We use the glacial lake inventory of High-mountain Asia by Wang et al. (2020) to differentiate between these two types of MDLs. In general, glacial lakes grow in area largely because they become longer. Lower values of the ratio (R) between the maximum width and maximum length indicate that the shape of the lake is elongated; R equals 1 if the lake is perfectly circular or square (Qi et al., 2022). According to the glacial lake inventory, the R value for glacial lakes in High-mountain Asia ranges from 0.1 to 1.0. If R is lower than 0.1, it may indicate the presence of glacial lakes with lengths exceeding 10 m but widths of approximately 1 m. However, in reality, glacial lakes with such dimensions are practically non-existent. Therefore, thresholds of R allow us to divide glacial lakes into four subclasses (Table 1). We find that newly formed GCLs typically have small surface areas and high values of R. We classified GCLs with R between 0.70 and 1.0 as GCL-1 and those with R of less than 0.69 as GCL-2. Examples of these two types are Poiqu No. 1 Lake (28.14° N, 85.92° E) and Bienong Co (30°31′ N, 93°26′ E) (Table 1). With ongoing glacier recession, lakes might become decoupled from their parent glacier, switching from a lake-terminating to a land-terminating glacier. We termed lakes GUL-1 if R ranged between 0.5 and 1.0 and GUL-2 if R<0.49. Paqu Co (28°30′ N, 86°15′ E) and Jialong Co in 2020 are the examples of these two classes (Table 1). It is noteworthy that the establishment of the R threshold in this study is grounded in the glacial lake catalog dataset developed by Wang et al. (2020). Initially, the glacial lakes were divided into two major categories, GCL and GUL. Subsequently, R values for each glacial lake were calculated, and all co-authors classified the geometric shapes based on different types and sizes of glacial lakes. Ultimately, through statistical analysis of glacial lake sizes for different types, we defined the threshold for R. This allows the model to automatically categorize glacial lakes based on this value.
3.1 Input data
We suggest specific geometric models for the four subclasses (Table 1) to approximate the water storages of MDLs. Our models are fed with data from a digital elevation model (DEM) and from the outline of a glacial lake.

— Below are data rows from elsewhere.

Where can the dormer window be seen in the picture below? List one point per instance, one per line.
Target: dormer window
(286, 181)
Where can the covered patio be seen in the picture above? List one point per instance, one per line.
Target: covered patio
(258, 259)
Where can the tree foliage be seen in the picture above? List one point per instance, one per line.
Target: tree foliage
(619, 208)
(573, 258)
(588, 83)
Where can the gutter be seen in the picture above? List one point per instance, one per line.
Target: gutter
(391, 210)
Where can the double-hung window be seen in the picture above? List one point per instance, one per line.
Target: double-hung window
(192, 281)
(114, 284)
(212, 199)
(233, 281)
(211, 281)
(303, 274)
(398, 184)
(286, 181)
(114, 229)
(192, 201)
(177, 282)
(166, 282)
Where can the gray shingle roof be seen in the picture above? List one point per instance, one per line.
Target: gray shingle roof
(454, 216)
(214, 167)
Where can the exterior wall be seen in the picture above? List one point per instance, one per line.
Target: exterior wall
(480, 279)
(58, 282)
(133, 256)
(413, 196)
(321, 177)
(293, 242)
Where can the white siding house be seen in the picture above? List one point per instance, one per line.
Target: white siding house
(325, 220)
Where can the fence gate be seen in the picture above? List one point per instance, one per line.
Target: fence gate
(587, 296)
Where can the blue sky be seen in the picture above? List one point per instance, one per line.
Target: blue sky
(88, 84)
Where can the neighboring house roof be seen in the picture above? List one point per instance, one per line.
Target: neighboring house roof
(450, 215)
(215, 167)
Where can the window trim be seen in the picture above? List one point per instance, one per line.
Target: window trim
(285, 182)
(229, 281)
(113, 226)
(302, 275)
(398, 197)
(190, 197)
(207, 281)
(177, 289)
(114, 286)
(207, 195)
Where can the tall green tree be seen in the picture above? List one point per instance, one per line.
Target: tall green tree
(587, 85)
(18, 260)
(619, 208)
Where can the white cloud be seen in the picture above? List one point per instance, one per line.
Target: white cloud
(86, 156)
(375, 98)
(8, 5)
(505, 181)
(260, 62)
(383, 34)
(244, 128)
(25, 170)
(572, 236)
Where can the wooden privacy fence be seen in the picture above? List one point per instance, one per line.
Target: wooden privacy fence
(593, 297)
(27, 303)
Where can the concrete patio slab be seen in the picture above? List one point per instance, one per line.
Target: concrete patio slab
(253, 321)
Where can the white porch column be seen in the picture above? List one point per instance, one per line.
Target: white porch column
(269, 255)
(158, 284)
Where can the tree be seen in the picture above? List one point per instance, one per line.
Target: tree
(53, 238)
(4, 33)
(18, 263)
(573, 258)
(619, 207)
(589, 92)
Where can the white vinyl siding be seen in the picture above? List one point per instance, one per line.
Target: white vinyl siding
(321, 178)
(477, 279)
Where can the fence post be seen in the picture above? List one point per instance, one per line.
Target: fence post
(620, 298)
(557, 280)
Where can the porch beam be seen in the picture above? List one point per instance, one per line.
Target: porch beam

We used the 12.5 m ALOS PALSAR DEM, which is freely available from the Japan Aerospace Exploration Agency (JAXA, https://www.eorc.jaxa.jp, last access: 11 Octoeber 2023).
3.2 Analytical equations
We surmise that an ideal cross section of an MDL (Fig. 2) can be partitioned into three distinct portions, V1, V2, and V3, representing the water storage of the lake stored adjacent to the moraine dam, at the center of the lake, and near the glacier (or bedrock if the lake is disconnected from the glacier). The corresponding lengths of these three portions along the maximum length of the lake are denoted by m, r, and n. The lake has its maximum depth, h1 and h2, on either side of r. Points g and f represent the positions of a sediment layer at the lake bottom, and a and β are the slopes near the water surface.
The core assumptions of our geometric model can be summarized as follows: (1) an MDL has a parabolic longitudinal bottom profile with a uniform sediment layer at the bottom of the lake to keep h1=h2 and a parabolic cross section PS (Figs. 2 and 3), (2) the lake surface shape can be approximated by ellipses at both ends and a rectangle in between, and (3) the glacier surface and the moraine dam dip towards the lake with the same slope.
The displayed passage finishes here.